I was watching a gentleman in a truck next to me at a red light yesterday. He was smoking and I noticed his facial expression and body language. On the one hand, he appeared relaxed with his cigarette. But upon looking closer, I saw details that I could relate to in myself when I smoked. There was tightness about him, in the set of his jaw, in the way he held his shoulders, and in the way he moved his head and arms. I have seen these same phenomena in other smokers, as well.
I could easily remember smoking in my van while sitting at a traffic light. Everything I saw in him, I remembered in myself. I used to believe I was so relaxed with my cigarette, too. But comparing what I really felt back then to how I feel now, I can tell you that I was stressed. And the cig did nothing to relieve it; it only gave the illusion of relief because it was giving me my fix, ending the early withdrawal symptoms.
Nicotine stresses the body. Withdrawal from nicotine (even before one is consciously aware of it) adds to that stress. When one smokes (gets their fix), the withdrawal symptoms are temporarily alleviated. THAT is what the addicted brain calls “stress relief.” But the truth is that only one aspect of stress is temporarily reduced.
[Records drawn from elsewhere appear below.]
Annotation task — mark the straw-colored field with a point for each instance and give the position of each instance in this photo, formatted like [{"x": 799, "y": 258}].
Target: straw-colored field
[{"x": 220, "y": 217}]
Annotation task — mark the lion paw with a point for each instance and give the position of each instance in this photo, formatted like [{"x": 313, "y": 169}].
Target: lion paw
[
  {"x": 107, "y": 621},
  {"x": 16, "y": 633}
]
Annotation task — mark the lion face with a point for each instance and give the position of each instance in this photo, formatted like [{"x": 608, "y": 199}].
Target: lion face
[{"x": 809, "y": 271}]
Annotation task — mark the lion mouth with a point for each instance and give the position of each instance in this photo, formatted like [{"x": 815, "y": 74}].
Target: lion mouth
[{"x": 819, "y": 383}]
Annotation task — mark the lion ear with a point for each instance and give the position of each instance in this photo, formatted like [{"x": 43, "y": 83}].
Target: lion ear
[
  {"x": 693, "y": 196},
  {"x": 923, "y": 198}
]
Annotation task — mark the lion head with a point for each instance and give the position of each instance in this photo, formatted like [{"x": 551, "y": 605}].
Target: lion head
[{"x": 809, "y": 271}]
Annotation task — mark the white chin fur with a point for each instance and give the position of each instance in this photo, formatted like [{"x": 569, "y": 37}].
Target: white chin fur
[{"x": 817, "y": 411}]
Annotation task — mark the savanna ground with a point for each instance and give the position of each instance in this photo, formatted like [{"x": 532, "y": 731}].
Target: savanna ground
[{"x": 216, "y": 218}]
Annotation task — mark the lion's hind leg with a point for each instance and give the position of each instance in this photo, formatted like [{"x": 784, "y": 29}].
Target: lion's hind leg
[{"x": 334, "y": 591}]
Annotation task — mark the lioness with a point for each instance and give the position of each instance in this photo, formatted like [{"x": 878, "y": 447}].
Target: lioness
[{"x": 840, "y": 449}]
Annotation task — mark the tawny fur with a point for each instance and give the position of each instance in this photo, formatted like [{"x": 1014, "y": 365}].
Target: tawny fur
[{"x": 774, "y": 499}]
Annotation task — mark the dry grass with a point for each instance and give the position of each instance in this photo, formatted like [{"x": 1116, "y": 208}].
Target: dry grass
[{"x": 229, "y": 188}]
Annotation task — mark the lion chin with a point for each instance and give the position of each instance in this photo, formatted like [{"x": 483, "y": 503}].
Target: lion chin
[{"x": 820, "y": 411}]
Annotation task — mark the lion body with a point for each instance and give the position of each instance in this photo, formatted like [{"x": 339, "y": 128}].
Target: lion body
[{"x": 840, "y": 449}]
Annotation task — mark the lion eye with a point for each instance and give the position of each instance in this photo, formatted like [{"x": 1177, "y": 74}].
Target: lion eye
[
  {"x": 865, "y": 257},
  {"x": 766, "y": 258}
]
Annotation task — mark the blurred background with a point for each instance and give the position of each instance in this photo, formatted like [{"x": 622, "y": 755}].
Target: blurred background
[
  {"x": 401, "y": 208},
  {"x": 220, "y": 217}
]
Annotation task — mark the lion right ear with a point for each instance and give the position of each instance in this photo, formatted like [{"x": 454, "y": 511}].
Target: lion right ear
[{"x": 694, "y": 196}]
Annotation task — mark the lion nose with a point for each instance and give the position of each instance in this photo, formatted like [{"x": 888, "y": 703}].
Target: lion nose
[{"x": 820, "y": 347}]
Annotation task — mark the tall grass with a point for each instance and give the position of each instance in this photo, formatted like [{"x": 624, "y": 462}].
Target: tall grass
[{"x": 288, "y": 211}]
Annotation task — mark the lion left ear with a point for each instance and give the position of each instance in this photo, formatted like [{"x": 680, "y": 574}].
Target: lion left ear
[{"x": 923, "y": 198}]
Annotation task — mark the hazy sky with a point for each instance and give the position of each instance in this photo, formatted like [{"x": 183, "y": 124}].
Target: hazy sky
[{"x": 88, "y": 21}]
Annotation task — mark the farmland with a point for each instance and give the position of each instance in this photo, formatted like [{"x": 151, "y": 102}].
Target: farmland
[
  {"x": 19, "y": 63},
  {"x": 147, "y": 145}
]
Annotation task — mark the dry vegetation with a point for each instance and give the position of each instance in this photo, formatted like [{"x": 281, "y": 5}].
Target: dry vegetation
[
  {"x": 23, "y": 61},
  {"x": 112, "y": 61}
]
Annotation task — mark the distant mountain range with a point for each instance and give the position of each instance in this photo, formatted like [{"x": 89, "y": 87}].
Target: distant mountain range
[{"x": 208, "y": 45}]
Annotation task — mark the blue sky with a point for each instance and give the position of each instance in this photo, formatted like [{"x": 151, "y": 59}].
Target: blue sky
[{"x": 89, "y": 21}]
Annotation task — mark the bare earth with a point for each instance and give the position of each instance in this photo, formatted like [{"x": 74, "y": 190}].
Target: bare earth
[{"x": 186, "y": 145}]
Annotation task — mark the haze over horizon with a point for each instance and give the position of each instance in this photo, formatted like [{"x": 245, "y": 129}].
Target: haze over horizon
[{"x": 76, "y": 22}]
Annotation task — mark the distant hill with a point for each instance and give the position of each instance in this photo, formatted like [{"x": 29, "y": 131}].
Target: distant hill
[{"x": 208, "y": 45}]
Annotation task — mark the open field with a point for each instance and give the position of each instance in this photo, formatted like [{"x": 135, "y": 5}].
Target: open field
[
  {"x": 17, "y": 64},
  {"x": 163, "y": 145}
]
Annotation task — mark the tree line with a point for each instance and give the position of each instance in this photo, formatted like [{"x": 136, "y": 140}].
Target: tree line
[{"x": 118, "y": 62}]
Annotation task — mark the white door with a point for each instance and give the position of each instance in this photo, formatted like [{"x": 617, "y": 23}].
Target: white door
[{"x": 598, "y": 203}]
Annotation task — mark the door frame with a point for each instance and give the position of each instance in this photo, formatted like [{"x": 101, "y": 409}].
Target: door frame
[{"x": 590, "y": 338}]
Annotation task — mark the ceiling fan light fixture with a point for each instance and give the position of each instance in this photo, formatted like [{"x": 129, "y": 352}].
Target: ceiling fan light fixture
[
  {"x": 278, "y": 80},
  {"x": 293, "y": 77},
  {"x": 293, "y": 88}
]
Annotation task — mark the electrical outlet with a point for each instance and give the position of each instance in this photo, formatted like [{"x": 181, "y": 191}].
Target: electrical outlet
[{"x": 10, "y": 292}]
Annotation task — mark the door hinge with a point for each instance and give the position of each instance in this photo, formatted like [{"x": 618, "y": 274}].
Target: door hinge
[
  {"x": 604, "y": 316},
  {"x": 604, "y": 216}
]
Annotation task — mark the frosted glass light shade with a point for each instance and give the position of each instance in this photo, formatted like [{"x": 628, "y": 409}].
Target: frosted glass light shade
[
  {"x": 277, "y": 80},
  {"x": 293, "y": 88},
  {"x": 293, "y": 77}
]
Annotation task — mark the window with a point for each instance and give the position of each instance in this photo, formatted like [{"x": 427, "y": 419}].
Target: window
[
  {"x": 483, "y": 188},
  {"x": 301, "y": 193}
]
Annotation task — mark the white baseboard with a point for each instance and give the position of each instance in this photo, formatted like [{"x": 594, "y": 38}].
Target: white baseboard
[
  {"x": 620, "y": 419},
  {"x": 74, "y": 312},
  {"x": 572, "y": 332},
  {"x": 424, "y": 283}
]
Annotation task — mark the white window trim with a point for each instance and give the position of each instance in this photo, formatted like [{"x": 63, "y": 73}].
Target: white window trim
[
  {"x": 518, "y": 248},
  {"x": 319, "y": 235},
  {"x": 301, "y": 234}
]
Overall stress, especially the external one(s), is not eliminated entirely.
We are all stressed in various ways and degrees by our day-to-day life. The stress caused by nicotine adds to this normal “life stress.” Withdrawal from nicotine adds even more on top of that. So you have the equation “smoker’s stress = life stress + nicotine stress + withdrawal stress.” By quitting, you remove the last two, for a total reduction in stress. Believe me: life stress alone is much more manageable without the other two added to it.